Perhaps you are a fan of rabbits with splotches and patches of color, or maybe you like a more classic looking bunny, one that is white all over, for instance.
Whatever your preferences are, let’s have a closer look at rabbit colors – including some information about the genetics behind different rabbit coat colors.
What Color are Rabbits?
Rabbits come in a huge variety of colors. You may have seen wild rabbits before, which have a flecked, fawn colored coat. This color variety is known as “agouti.”
This color laid the foundation for developing many fascinating color variations.
Over the years, not only have rabbit breeders been able to create many different color variations, but they have also bred bunnies with different hair lengths and textures.
From black and white to steely blue colored bunnies, from velvety soft Rex rabbits to scruffy Lionheads, let’s take a moment to have a look at some of the different rabbit colors you can choose from when selecting a pet.
As a guide, here are some common terms that relate to rabbit colors, and what they mean.
- Chinchilla – This coloring is lighter toward the base of the hair and darker at the tips. This creates an interesting effect when the hair passes over bulges, such as at the shoulders of the rabbit, making the bunny look textured.
- Broken – This refers to a rabbit with patches of color on its coat.
- Tortoise – This refers to a mixture of orange or fawn and black in the coat.
- Points – The “points” on the rabbit refer to the extremities, such as the ear tips, nose and feet.
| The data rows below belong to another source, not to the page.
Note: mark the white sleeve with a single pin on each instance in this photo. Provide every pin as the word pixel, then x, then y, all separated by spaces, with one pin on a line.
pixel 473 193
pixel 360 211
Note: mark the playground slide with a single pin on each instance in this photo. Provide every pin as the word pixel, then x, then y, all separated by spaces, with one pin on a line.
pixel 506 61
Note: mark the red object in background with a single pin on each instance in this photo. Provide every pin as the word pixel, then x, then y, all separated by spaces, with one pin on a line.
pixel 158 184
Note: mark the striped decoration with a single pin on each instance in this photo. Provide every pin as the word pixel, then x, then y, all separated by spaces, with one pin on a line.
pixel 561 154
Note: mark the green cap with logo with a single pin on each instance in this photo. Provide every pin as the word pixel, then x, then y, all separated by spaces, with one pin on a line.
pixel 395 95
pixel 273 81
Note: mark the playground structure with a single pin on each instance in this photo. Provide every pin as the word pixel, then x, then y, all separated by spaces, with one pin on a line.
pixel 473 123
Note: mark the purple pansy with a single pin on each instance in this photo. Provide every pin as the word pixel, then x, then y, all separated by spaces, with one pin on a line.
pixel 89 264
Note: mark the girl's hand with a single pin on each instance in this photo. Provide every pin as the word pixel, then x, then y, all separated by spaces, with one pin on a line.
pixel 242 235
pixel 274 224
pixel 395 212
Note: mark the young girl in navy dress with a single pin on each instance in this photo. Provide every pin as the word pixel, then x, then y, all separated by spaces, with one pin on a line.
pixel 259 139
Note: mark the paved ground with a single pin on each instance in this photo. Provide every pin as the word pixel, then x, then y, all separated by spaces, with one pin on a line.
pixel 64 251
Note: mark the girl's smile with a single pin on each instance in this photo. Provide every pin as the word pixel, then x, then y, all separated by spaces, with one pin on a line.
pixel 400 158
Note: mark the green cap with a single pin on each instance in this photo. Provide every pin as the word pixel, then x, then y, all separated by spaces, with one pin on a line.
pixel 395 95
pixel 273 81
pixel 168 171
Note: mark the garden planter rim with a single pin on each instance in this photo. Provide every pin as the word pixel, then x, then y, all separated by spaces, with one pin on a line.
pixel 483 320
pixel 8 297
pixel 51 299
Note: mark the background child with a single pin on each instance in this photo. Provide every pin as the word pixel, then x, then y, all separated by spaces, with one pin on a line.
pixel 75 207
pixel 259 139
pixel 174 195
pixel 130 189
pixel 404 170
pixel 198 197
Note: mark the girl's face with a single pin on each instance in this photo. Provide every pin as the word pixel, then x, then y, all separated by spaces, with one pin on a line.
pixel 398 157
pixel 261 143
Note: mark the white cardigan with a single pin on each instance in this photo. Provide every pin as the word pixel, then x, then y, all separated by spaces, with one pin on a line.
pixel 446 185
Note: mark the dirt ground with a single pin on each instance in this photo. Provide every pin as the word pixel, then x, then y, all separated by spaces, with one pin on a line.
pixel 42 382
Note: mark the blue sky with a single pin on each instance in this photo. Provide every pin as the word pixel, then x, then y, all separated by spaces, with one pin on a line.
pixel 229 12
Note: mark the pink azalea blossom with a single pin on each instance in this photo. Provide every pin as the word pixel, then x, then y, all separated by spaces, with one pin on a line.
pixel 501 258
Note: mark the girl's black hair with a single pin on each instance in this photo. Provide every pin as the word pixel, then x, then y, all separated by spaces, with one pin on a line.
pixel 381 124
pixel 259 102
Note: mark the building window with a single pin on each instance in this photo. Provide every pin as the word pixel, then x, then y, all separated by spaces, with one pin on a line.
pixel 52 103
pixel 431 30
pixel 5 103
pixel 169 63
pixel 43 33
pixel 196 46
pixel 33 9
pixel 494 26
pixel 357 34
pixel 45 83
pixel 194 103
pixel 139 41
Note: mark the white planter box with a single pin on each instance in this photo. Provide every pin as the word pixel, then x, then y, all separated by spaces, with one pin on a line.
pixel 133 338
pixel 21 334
If your rabbit’s color is described as having “points,” these tips will be darker than the fur on the rest of the body, like a Siamese cat.
- Himalayan – This refers to rabbits with color at the points only. The rest of the rabbit is white.
- REW (Red Eyed White) – These rabbits are sometimes referred to as “albino.” No color pigment at all can be found in their fur. They are white all over and have red/pink eyes.
- BEW (Blue Eyed White) – Similar to the bunnies mentioned above, these rabbits are all white, but they have blue eyes.
Sometimes breeders will talk about the “ring color” of the rabbit. This is the color or colors you see when you part the fur. The name given to the ring color depends on how many color bands there are down the shaft of the hair, and the patterns these bands follow.
Genetics and Color Markings
To understand how there has come to be such a wide variety of rabbit colors, we need to understand a little bit about genetics.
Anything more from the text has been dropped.